After-hours providers contacted by TMR say that their growth into new areas created by geographical expansion and public-awareness campaigns has reached a natural limit and the data is reflecting this stop in growth.

Others have speculated that the sudden stop is a result of the after-hours providers rapidly pulling back promotion in their service areas in response to the controversy surrounding their growth and an attempt to prevent what has now occured, government intervention. The after-hours providers denied this when it was put to them.

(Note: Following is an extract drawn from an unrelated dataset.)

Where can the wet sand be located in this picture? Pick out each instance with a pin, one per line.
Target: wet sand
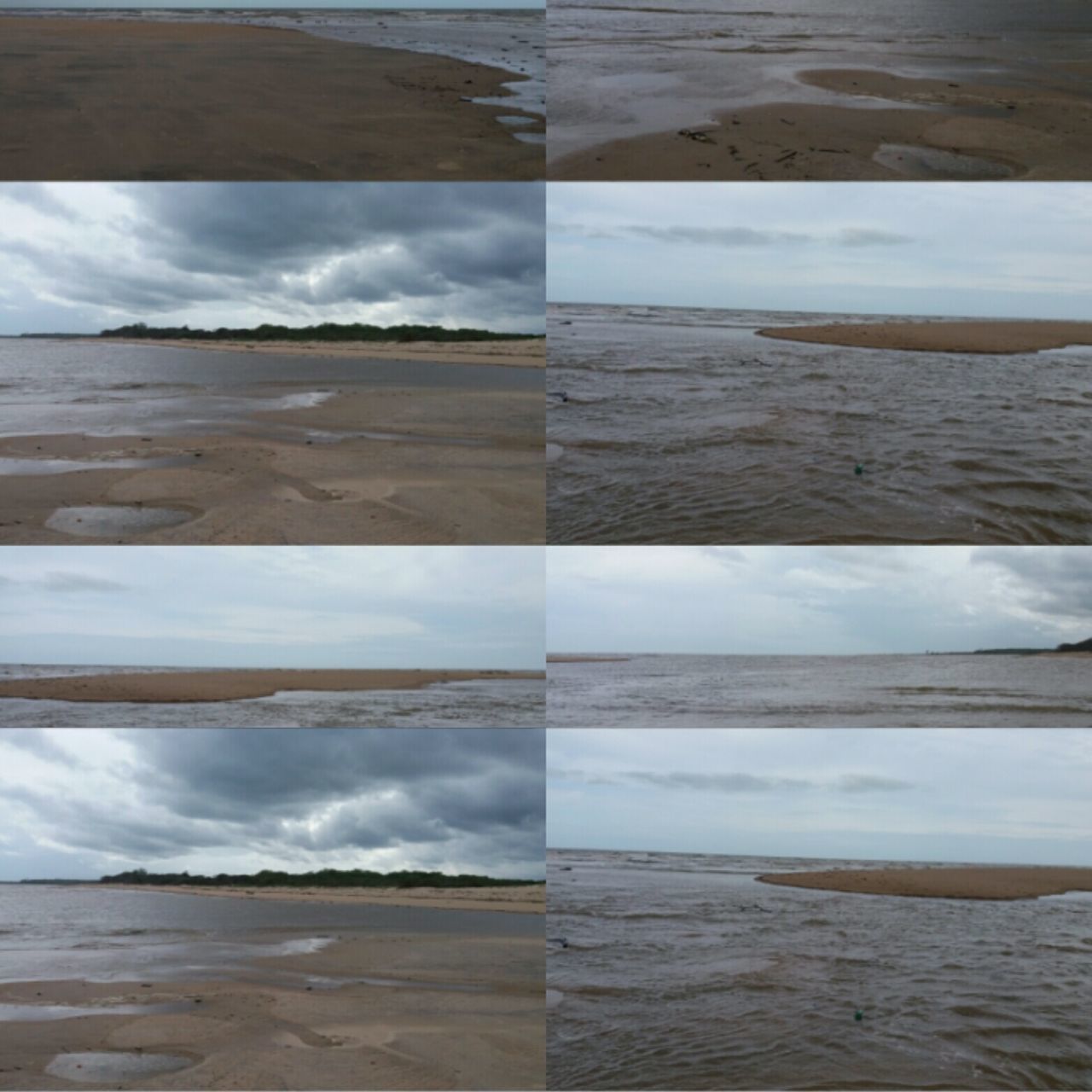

TMR contacted the researchers of the Australian Family Physician article for comment and they confirmed that they had not compared after-hours ED presentations with the hours these services actually operate in, and that they had not had access to the most recent three quarters of data on item growth. However, they did point out that, while not actually growing, ED presentations in the full after-hours operational time period of 6pm to 8am, had virtually stayed steady. They would not comment when asked “did they compare the amount of after hours visits by time and whether most of those visits occurred after 9pm anyway”?

They also pointed out that this was only a “before and after” piece of desk research and therefore it would suffer from some methodology issues, as it was not a specifically designed piece of research. When asked whether they felt the government should fund someone to do specific research to understand the issue better, they said “yes”. Asked how much such research might cost, they suggested between $50,000 and $100,000.

Despite acknowledging potential flaws in the methodology, one of the authors did remain adamant that the after-hours providers were “rorting” the system.

“It’s just not possible to have that growth in urgent items. The clinical need isn’t there,”, author Dr Mark Nelson of University of Tasmania, told TMR.